Cattolica di Stilo is a small church built in the 9th century when Calabria was still part of the Byzantine Empire. It’s one of the most unique examples of Byzantine architecture in southern Italy, given its position perched on the side of a mountain, and some of the curiosities found inside.
Following the Greek tradition, the church is laid out like an inscribed cross. Four columns divide the interior into nine equal squares. The interior walls were once covered in frescoes, painted between the 10th and 15th centuries, and today the remains of some of them can still be seen.

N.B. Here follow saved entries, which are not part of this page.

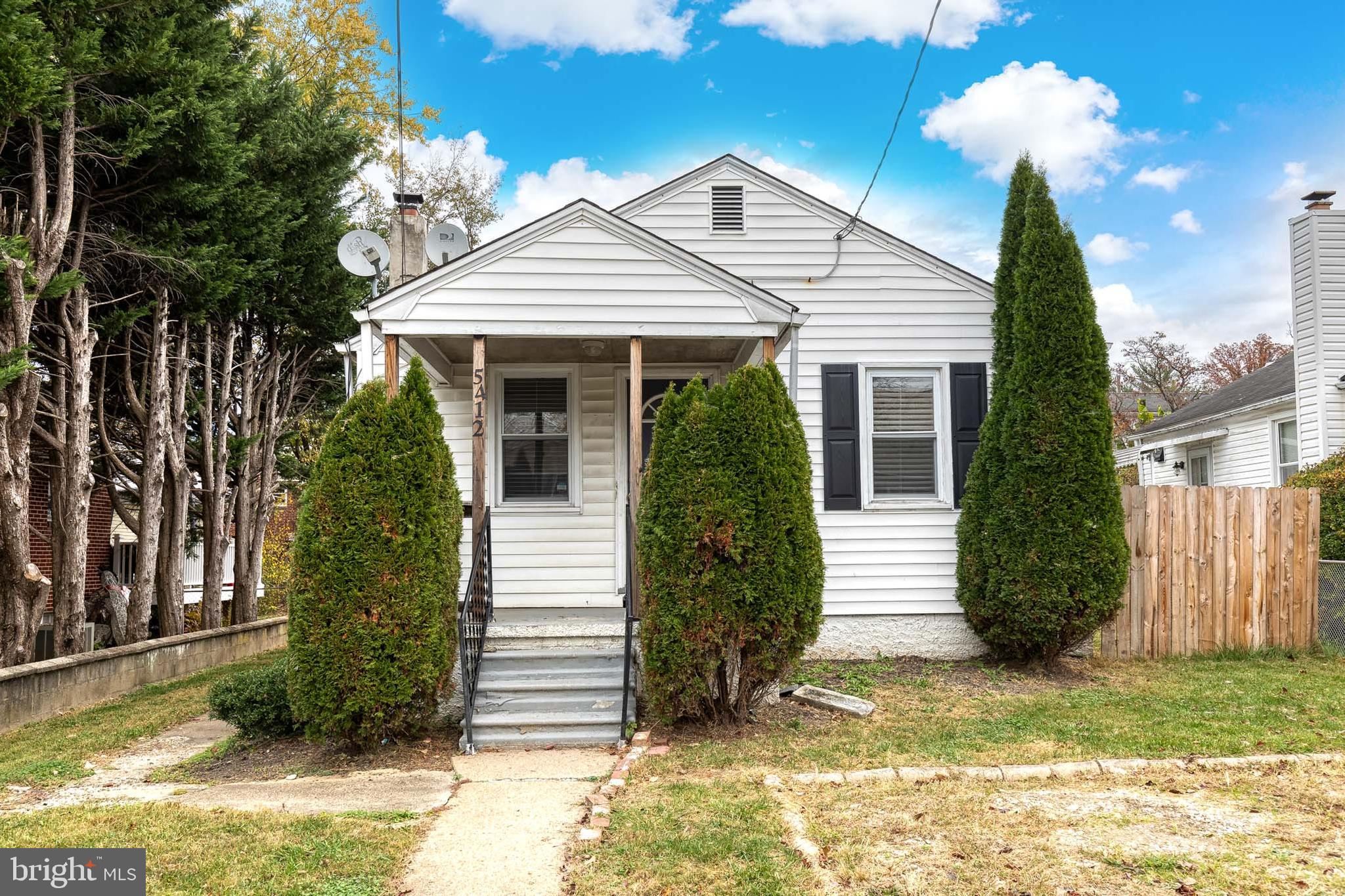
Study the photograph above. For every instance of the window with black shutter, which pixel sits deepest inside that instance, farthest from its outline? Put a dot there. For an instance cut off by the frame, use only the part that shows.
(536, 440)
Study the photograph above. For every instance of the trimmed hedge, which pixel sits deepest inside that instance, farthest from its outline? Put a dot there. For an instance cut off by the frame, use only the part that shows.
(256, 702)
(1328, 476)
(376, 570)
(731, 558)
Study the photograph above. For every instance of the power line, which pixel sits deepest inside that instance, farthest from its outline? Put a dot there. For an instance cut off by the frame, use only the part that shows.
(845, 232)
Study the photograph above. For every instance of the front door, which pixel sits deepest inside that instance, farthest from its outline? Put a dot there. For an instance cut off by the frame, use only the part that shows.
(653, 391)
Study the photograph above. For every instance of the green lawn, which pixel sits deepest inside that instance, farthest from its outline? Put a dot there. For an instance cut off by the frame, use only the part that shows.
(53, 752)
(698, 821)
(1220, 706)
(200, 852)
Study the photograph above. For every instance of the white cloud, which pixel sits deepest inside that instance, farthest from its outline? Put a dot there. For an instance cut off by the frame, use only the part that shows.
(1185, 221)
(1109, 249)
(475, 155)
(1294, 183)
(1165, 178)
(564, 182)
(1063, 121)
(613, 26)
(816, 23)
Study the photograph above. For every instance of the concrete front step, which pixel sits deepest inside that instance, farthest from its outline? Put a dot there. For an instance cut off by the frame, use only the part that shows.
(546, 691)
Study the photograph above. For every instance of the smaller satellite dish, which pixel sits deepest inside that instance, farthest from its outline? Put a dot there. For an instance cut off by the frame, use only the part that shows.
(355, 249)
(444, 244)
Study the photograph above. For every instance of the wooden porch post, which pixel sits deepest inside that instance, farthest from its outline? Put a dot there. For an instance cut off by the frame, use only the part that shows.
(391, 362)
(478, 436)
(636, 427)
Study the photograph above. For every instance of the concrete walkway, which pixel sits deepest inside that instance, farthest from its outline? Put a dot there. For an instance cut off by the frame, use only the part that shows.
(508, 826)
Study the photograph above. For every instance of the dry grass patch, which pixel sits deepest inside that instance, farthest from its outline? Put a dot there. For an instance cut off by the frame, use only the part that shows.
(1254, 832)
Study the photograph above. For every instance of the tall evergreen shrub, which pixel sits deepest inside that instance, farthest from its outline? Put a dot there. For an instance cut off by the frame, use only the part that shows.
(1056, 522)
(376, 570)
(731, 558)
(977, 553)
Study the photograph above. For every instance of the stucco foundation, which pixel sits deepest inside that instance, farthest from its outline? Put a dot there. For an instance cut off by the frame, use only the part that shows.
(935, 636)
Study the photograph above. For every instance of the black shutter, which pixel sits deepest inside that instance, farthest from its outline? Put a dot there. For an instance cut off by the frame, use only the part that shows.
(841, 437)
(969, 409)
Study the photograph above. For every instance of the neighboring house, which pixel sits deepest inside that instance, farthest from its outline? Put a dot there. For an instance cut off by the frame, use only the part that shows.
(39, 548)
(1261, 429)
(885, 349)
(125, 544)
(1243, 435)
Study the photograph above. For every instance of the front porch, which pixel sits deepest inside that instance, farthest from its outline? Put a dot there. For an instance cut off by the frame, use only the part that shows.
(550, 350)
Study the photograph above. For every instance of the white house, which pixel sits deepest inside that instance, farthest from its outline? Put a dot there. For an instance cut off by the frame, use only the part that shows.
(531, 339)
(1264, 427)
(1242, 435)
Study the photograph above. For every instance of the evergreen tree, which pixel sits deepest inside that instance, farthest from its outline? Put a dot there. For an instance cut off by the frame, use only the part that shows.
(731, 558)
(975, 547)
(376, 570)
(1057, 523)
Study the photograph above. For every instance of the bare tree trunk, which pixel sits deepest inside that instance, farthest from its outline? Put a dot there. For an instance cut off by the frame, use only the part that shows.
(73, 485)
(152, 476)
(215, 496)
(177, 495)
(45, 228)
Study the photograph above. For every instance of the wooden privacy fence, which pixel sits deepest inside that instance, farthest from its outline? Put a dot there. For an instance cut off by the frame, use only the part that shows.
(1216, 567)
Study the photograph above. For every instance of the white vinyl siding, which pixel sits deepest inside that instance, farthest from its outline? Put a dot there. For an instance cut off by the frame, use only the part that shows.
(549, 557)
(1245, 456)
(881, 309)
(1317, 258)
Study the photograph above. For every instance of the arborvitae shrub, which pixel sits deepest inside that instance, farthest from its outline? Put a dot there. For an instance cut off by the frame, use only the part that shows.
(376, 570)
(1328, 476)
(731, 558)
(1056, 521)
(977, 554)
(255, 700)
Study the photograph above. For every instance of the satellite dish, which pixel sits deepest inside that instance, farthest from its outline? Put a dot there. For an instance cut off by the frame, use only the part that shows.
(355, 250)
(444, 244)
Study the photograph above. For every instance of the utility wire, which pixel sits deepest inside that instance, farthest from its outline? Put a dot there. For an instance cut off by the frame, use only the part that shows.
(401, 159)
(854, 219)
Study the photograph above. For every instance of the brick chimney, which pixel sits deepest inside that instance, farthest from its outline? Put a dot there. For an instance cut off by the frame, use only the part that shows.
(407, 240)
(1317, 265)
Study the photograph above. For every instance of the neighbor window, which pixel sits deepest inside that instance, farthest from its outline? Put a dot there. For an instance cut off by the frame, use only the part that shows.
(536, 440)
(903, 436)
(1286, 450)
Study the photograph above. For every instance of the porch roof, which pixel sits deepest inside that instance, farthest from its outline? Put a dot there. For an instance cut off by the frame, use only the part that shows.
(581, 272)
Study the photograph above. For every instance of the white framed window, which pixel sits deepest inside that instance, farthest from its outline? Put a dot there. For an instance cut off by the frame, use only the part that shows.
(1283, 436)
(1200, 467)
(536, 445)
(906, 436)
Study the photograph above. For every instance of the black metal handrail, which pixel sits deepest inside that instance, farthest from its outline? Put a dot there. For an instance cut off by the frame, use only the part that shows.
(475, 610)
(631, 617)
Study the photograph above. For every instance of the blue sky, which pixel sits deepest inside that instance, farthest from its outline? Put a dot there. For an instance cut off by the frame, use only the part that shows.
(1179, 135)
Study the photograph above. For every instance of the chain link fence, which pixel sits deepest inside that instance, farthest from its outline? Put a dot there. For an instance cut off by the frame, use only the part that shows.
(1331, 603)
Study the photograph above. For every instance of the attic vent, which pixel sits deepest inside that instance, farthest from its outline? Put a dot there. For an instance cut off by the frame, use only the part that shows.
(726, 210)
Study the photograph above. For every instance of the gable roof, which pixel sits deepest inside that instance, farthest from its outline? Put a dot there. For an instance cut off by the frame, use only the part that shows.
(841, 218)
(1270, 385)
(400, 301)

Not much is known about the early history of the small church. It was damaged by various earthquakes and extensive renovation work was carried out in the early 20th century. In 1997, an Arabic inscription—a profession of Muslim faith—was found on one of the columns, leading to the hypothesis that the church was at some point used as a Muslim oratory or maybe that the columns used to build the church were used somewhere else before.

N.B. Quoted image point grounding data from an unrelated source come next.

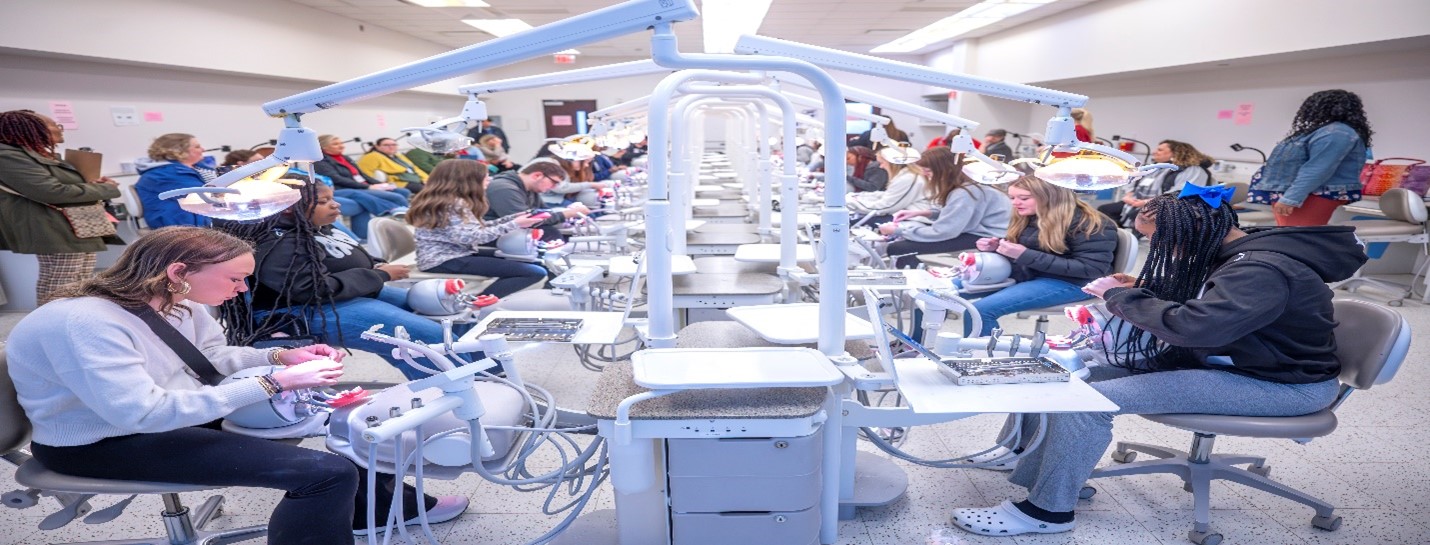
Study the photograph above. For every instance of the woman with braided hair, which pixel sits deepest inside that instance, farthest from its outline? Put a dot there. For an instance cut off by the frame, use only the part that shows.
(312, 279)
(33, 182)
(1223, 322)
(1317, 168)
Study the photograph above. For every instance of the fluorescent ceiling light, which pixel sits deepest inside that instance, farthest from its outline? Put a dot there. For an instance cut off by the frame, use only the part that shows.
(974, 17)
(449, 3)
(498, 27)
(725, 20)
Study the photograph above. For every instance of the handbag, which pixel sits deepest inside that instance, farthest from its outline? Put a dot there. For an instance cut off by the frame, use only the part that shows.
(87, 222)
(1377, 178)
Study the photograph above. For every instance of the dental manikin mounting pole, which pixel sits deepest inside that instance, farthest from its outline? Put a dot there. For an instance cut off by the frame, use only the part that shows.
(788, 179)
(834, 219)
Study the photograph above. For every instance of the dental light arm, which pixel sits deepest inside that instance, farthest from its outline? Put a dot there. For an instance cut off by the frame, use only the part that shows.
(595, 73)
(595, 26)
(890, 103)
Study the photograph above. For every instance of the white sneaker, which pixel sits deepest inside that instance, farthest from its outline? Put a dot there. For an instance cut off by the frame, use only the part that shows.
(448, 508)
(993, 455)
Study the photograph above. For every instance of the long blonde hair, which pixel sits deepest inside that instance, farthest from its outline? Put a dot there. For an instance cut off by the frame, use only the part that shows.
(1057, 208)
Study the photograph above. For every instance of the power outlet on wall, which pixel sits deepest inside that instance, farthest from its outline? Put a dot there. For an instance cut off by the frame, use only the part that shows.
(123, 116)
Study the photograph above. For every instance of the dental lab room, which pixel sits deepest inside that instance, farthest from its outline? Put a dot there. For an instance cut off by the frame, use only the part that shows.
(714, 272)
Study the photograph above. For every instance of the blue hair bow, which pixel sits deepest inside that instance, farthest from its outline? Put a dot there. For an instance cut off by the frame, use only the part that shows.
(1211, 195)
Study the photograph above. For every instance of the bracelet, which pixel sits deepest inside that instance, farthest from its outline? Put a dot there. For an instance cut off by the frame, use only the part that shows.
(269, 385)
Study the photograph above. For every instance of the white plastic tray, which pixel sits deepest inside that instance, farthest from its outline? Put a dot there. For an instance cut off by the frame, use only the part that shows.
(684, 368)
(794, 323)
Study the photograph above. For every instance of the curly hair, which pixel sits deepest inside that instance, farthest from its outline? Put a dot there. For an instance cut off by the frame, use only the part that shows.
(1332, 106)
(1186, 155)
(454, 182)
(172, 146)
(26, 129)
(142, 272)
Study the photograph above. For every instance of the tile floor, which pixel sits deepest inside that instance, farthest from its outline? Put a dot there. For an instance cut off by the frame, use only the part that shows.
(1372, 468)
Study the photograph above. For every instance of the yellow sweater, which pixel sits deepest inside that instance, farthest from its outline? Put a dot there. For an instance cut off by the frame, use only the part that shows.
(375, 162)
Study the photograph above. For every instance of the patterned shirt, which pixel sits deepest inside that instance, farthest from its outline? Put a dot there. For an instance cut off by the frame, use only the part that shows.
(462, 236)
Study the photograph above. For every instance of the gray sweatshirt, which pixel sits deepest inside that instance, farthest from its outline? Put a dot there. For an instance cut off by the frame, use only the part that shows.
(975, 209)
(86, 369)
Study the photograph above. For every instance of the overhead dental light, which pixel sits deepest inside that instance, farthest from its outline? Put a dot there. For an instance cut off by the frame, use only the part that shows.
(1068, 163)
(242, 195)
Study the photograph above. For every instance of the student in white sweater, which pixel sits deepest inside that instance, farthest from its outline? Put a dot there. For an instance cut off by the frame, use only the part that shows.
(905, 190)
(967, 210)
(110, 399)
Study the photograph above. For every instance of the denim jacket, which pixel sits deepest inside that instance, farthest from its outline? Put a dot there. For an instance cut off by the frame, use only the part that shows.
(1327, 159)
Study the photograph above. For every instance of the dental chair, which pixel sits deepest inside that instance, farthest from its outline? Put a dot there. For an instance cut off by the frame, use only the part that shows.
(1124, 261)
(1404, 222)
(1372, 342)
(180, 527)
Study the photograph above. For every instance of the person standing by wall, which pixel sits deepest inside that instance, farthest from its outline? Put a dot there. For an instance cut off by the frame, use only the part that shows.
(35, 180)
(1316, 169)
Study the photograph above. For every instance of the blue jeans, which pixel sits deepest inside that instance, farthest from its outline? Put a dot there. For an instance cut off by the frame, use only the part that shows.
(511, 275)
(391, 309)
(1028, 295)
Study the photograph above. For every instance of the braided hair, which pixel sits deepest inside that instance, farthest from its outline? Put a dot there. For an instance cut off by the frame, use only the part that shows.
(1181, 255)
(236, 313)
(27, 130)
(1330, 106)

Another curious feature inside Cattolica di Stilo is that one of the columns is upside-down, with an inverted Corinthian capital on the floor. This oddity gives another hint that many reused materials were employed to build the church, and the inverted column may have been brought here from the nearby ruins of the ancient Magna Graecia city of Kaulon.
Know Before You Go
Located in the foothills of Monte Consolino in the town of Stilo. The church is open daily from 10 a.m. to 6 p.m. in winter and 8 a.m. to 6 p.m. in summer. Tickets are € 3.00.